2回連続でNTを指摘される
この記事では、出生前診断、中絶について触れています。
不快に思われる可能性がある方は、閲覧をお控えください。
2021年10月末、妊娠19週で第二子を中期中絶した。
13週でNT4mmを指摘され、羊水検査の結果、21トリソミー陽性。
人生で初めて「染色体異常」という事実に直面した私(と夫)は、おそらくしっかりとした話し合いをしないまま、「中絶」という選択をした。
2023年4月、再び妊娠が発覚した。今度は、「例え障害があったとしても育てよう」と話し合った末に、前回の妊娠から1年半以上の間を空けて、行為に及んでいた…はずだった。
妊娠13週、再び産院でNT5mmを指摘される。NIPTを提案されたが、前回の経験から、その場では「出生前診断はせず、何があっても自然に任せる」と医師に返答した。
正直に言うと、2年前と全く同じシチュエーションに「またか」という気持ちになった。
帰宅後、夫に話すと、「うちらはこれ以上子どもを作るなってことなのかな」と言っていた。覚悟の上で子どもを作っていたはずだけど、やっぱりどこか、「次は大丈夫だろう」と夫も私も思っていたんだと思う。

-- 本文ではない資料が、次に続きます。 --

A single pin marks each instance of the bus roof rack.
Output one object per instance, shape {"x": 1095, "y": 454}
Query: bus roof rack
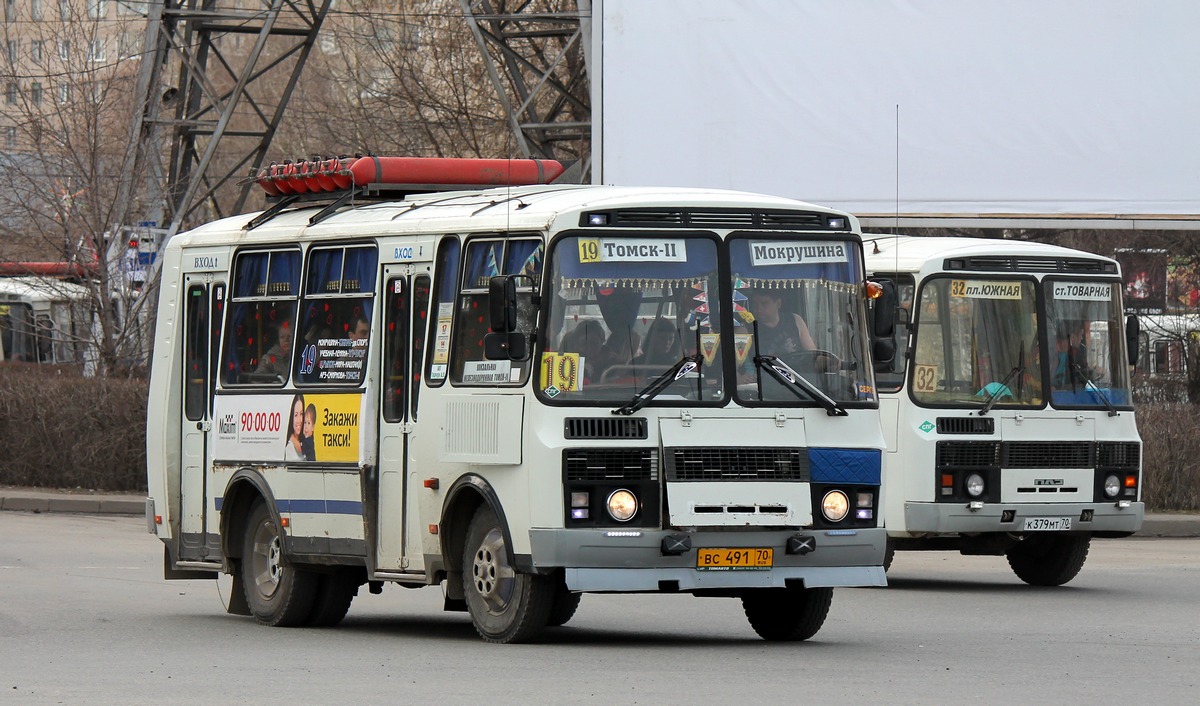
{"x": 340, "y": 180}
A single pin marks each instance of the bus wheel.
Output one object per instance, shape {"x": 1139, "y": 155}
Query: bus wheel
{"x": 564, "y": 606}
{"x": 889, "y": 554}
{"x": 504, "y": 605}
{"x": 333, "y": 599}
{"x": 279, "y": 596}
{"x": 1049, "y": 560}
{"x": 787, "y": 614}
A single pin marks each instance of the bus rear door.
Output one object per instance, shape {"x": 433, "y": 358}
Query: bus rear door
{"x": 202, "y": 333}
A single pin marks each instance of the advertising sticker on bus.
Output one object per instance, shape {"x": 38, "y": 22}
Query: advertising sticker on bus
{"x": 288, "y": 428}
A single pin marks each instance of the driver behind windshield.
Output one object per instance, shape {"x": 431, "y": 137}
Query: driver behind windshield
{"x": 779, "y": 331}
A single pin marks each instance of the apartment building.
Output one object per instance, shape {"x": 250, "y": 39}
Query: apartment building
{"x": 58, "y": 59}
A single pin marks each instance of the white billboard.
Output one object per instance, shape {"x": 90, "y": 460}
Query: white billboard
{"x": 919, "y": 107}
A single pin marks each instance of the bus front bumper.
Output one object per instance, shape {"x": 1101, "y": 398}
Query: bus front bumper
{"x": 617, "y": 560}
{"x": 963, "y": 519}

でも、前回少しは調べていた知識から、染色体異常としては致命的ではない21トリソミーで中絶する、という選択はし難い。本心は不安だらけではあるけれど。
じゃあ、13トリソミー18トリソミーの場合は?
中期中絶などとしたくないという、感覚的な部分と、おそらく産後に医療ケアが必要になることや、赤ちゃんは苦しんで亡くなってしまうのではないか…と考える部分。
結局、「何が起こり得るのか」「覚悟することは何か」などを知って、今後の見通しを立てるために、確定検査である羊水検査をすることにした。